Anne-Laurie is from Haiti, often called la perle des Antilles. This heritage informs her values and commitment to relational, community-centred approaches in nursing education and practice. Her social justice engagement spans academic, municipal, and national levels. She is an active collaborator with ISoN’s Office of Social Accountability in Nursing. She is a member of the McGill Faculty of Medicine and Health Science’s Health Professions Education Community Engagement and Belonging Committee, and a member of the Vivre Ensemble Advisory Committee for the city of Repentigny. At the national level, she is a member and former Secretary of the CASN Social Justice and Anti-Racism Interest Group.
Presentation Description:
When I reflect on nursing education, I see knowledge, practice, and values come together like layers in a collage, carefully assembled over time, each contributing to the whole. Rooted in its history yet responsive to the present, nursing education evolves alongside an ever-changing world. How might we shape it for the future? What new layers are needed to acknowledge where we have been while responsibly preparing what is yet to come? What masterpiece do we hope to create for nurses and the communities they work alongside?
This presentation explores ways to intentionally integrate social justice—encompassing anti-oppression, decolonization, and advocacy—across multiple levels of nursing education, creating learning experiences that cultivate compassion, authenticity, humility, integrity, reflective practice, and understanding of diverse community realities, while promoting true and sustainable systemic change.

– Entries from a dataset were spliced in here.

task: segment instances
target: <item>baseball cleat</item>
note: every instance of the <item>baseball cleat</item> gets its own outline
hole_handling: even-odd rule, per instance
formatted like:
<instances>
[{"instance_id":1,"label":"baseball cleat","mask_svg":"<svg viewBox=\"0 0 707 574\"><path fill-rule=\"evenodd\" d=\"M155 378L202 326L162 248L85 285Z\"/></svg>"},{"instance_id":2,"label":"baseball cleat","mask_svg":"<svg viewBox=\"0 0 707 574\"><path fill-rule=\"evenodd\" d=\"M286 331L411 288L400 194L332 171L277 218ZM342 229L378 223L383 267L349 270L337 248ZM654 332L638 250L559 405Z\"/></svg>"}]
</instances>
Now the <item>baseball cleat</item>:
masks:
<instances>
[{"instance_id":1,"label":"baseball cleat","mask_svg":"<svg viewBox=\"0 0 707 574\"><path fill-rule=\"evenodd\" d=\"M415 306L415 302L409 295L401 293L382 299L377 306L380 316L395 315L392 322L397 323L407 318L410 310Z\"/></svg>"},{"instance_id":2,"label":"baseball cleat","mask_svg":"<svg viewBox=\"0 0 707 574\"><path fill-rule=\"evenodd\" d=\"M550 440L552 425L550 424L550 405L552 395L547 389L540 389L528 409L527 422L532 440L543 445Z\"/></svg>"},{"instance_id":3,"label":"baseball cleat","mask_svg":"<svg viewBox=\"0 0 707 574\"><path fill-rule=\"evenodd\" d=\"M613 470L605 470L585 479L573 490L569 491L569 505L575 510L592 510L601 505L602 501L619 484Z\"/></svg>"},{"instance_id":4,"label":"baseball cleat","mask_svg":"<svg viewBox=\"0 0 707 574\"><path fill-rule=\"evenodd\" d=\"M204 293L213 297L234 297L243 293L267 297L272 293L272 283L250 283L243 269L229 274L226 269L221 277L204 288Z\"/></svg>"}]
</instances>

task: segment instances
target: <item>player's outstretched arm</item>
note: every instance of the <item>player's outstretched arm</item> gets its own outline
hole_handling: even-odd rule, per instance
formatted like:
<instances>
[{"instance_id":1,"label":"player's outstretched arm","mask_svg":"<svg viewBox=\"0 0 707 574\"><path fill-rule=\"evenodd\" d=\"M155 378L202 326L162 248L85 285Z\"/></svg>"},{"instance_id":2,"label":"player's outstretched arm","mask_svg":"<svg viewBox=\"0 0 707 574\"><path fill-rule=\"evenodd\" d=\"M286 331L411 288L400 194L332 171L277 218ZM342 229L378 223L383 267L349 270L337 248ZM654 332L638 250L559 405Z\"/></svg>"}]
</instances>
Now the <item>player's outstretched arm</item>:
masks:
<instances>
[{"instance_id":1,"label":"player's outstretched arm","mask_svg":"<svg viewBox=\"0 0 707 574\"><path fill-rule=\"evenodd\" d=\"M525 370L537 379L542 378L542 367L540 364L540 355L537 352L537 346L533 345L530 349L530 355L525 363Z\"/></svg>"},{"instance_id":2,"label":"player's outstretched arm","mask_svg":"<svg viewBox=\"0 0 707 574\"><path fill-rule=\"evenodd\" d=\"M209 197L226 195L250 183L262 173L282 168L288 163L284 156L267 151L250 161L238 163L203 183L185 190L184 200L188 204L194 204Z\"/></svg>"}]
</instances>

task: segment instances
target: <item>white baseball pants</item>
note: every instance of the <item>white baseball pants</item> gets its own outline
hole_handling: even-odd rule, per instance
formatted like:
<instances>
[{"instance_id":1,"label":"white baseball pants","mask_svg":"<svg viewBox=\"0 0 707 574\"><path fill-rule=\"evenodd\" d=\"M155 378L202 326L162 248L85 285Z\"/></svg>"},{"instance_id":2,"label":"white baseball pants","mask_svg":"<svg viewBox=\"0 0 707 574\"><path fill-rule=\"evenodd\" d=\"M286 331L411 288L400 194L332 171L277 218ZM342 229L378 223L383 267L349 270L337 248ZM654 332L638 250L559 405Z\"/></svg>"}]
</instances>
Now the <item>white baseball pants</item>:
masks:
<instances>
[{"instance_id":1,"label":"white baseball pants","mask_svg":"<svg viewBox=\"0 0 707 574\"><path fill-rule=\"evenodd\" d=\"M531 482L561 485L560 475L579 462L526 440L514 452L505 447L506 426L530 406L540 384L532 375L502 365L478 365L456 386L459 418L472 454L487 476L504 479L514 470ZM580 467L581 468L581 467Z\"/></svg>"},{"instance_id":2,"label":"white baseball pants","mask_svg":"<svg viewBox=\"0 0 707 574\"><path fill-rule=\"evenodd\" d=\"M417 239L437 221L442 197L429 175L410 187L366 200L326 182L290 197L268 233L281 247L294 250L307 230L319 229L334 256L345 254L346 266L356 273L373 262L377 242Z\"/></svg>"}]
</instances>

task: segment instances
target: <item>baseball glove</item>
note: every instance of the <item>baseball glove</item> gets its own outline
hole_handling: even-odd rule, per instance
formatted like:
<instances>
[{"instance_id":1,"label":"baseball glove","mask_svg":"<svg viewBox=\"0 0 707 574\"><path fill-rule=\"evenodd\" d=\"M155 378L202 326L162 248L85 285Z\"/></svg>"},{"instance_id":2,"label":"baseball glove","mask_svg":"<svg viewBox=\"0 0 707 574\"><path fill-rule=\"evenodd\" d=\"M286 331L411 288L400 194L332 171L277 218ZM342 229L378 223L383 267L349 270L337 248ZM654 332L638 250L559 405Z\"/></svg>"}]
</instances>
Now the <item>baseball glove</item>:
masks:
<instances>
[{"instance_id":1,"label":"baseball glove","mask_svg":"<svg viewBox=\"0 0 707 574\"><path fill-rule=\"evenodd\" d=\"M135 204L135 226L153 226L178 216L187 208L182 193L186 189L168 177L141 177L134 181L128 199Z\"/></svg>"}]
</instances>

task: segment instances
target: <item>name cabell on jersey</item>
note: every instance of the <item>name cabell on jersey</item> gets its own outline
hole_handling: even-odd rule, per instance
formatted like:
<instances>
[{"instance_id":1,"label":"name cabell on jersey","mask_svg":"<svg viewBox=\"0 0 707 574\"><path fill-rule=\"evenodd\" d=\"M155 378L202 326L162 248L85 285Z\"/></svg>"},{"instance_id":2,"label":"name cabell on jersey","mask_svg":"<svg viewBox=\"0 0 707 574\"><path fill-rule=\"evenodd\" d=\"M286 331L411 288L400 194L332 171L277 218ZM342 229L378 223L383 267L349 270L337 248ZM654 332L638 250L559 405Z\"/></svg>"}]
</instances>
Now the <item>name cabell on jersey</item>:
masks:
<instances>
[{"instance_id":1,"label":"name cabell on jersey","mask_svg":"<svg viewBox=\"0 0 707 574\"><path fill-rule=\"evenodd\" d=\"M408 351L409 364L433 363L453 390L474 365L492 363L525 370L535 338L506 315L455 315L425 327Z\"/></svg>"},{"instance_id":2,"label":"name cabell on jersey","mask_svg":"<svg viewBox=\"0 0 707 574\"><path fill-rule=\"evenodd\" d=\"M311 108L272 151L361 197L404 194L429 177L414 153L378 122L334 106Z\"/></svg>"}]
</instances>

Drawing on research and professional experience, and considering intersecting identities and positionality, this presentation explores how social justice serves as a foundational layer in preparing nurses for contemporary practice. By embedding social justice as a core value, educators foster learning that is inclusive, reflective, and responsive to challenging social contexts. Attendees will gain insight into how social justice can be thoughtfully and creatively integrated throughout nursing education, including teaching, leadership, collaboration with students, colleagues, and community partners to inspire advocacy, relational practice, and equity-focused approaches.
This perspective encourages educators and students to critically examine assumptions, power dynamics, and privileges, consider multiple perspectives, and develop accountable practices that extend beyond the classroom into clinical settings. Integrating social justice in nursing education is no longer aspirational—it requires action now more than ever, as rising to responsibility means moving beyond contemplation into deliberate, tangible steps that shape the future of nursing and the communities we partner with.